Structural, Raman, and Dielectric Studies on Multiferroic Mn‐doped Bi1−xLaxFeO3 Ceramics

Abstract

Multiferroic Bi1−xLaxFeO3 [BLFO (x)] ceramics with x = 0.10–0.50 and Mn‐doped BLFO (x = 0.30) ceramics with different doping contents (0.1–1.0 mol%) were prepared by solid‐state reaction method. They were crystallized in a perovskite phase with rhombohedral symmetry. In the BLFO (x) system, a composition (x)‐driven structural transformation (R3c→C222) was observed at x = 0.30. The formation of Bi2Fe4O9 impure phase was effectively suppressed with increasing the x value, and the rhombohedral distortion in the BLFO ceramics was decreased, leading to some Raman active modes disappeared. A significant red frequency shift (~13 cm−1) of the Raman mode of 232 cm−1 in the BLFO ceramics was observed, which strongly perceived a significant destabilization in the octahedral oxygen chains, and in turn affected the local FeO6 octahedral environment. In the Mn‐doped BLFO (x = 0.30) ceramics, the intensity of the Raman mode near 628 cm−1 was increased with increasing the Mn‐doping content, which was resulted from an enhanced local Jahn–Teller distortions of the (Mn,Fe)O6 octahedra.

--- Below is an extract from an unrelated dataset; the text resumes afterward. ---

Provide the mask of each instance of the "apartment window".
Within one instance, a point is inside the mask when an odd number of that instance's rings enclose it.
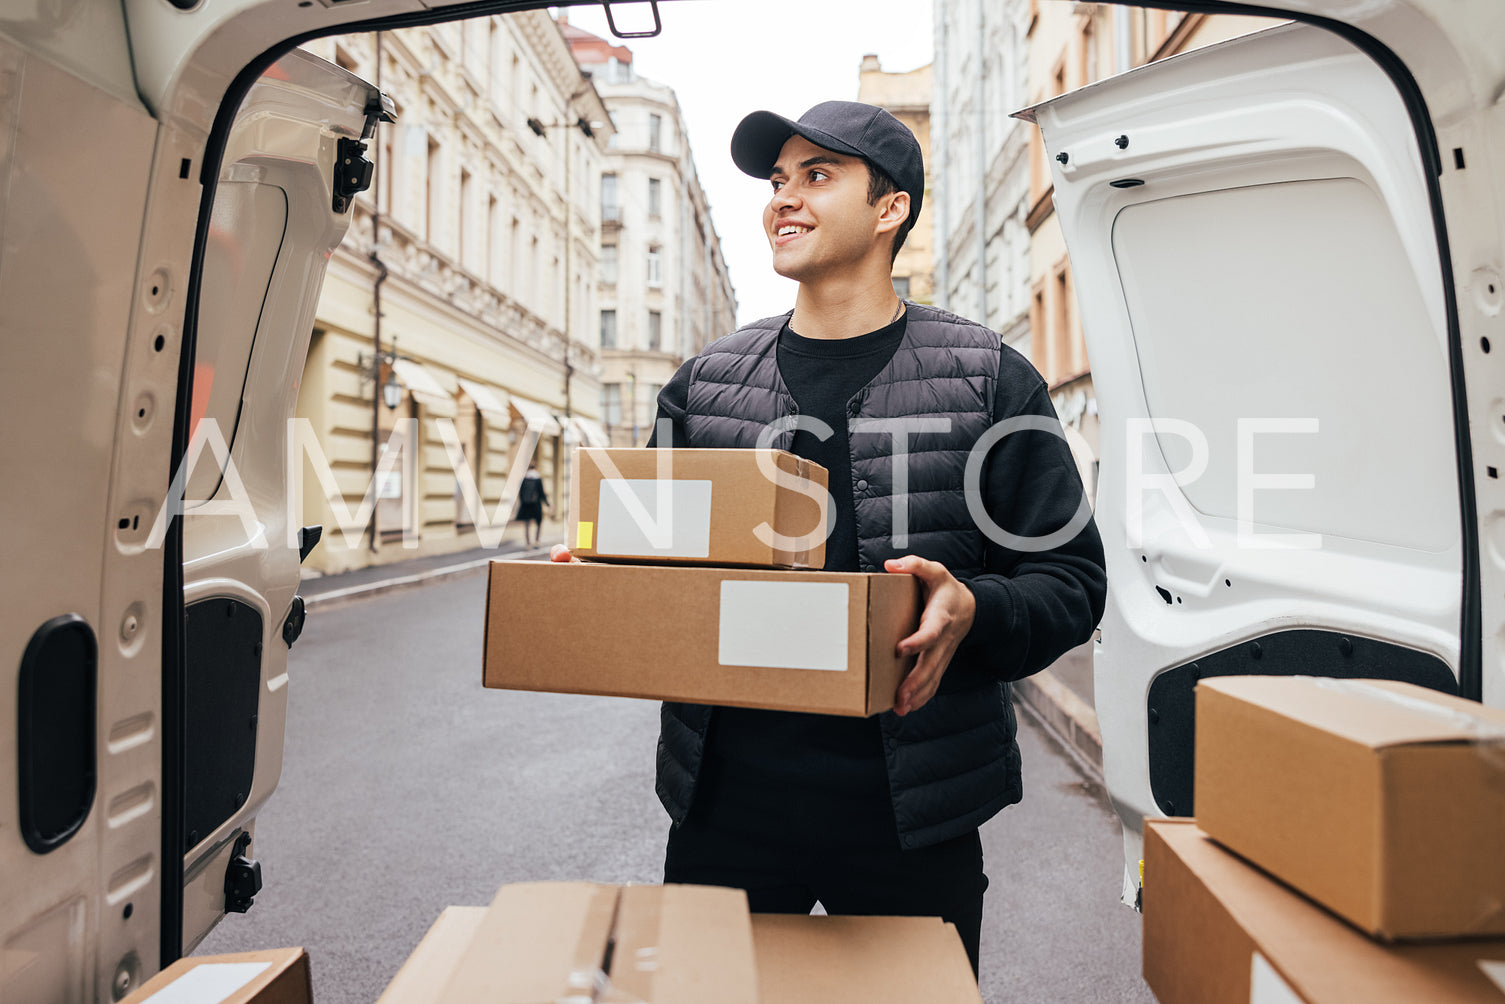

Electron microscopy images revealed some changes in the ceramic grain sizes and their morphologies in the Mn‐doped samples at different contents. Wedge‐shaped 71° ferroelectric domains with domain walls lying on the {110} planes were observed in the BLFO (x = 0.30) ceramics, whereas in the 1.0 mol% Mn‐doped BLFO (x = 0.30) samples, 71° ferroelectric domains exhibited a parallel band‐shaped morphology with average domain width of 95 nm. Dielectric studies revealed that high dielectric loss of the BLFO (x = 0.30) ceramics was drastically reduced from 0.8 to 0.01 (measured @ 104 Hz) via 1.0 mol% Mn‐doping. The underlying mechanisms can be understood by a charge disproportion between the Mn4+ and Fe2+ in the Mn‐doped samples, where a reaction of Mn4+ + Fe2+→Mn3+ + Fe3+ is taken place, resulting in the reduction in the oxygen vacancies and a suppression of the electron hopping from Fe3+ to Fe2+ ions effectively.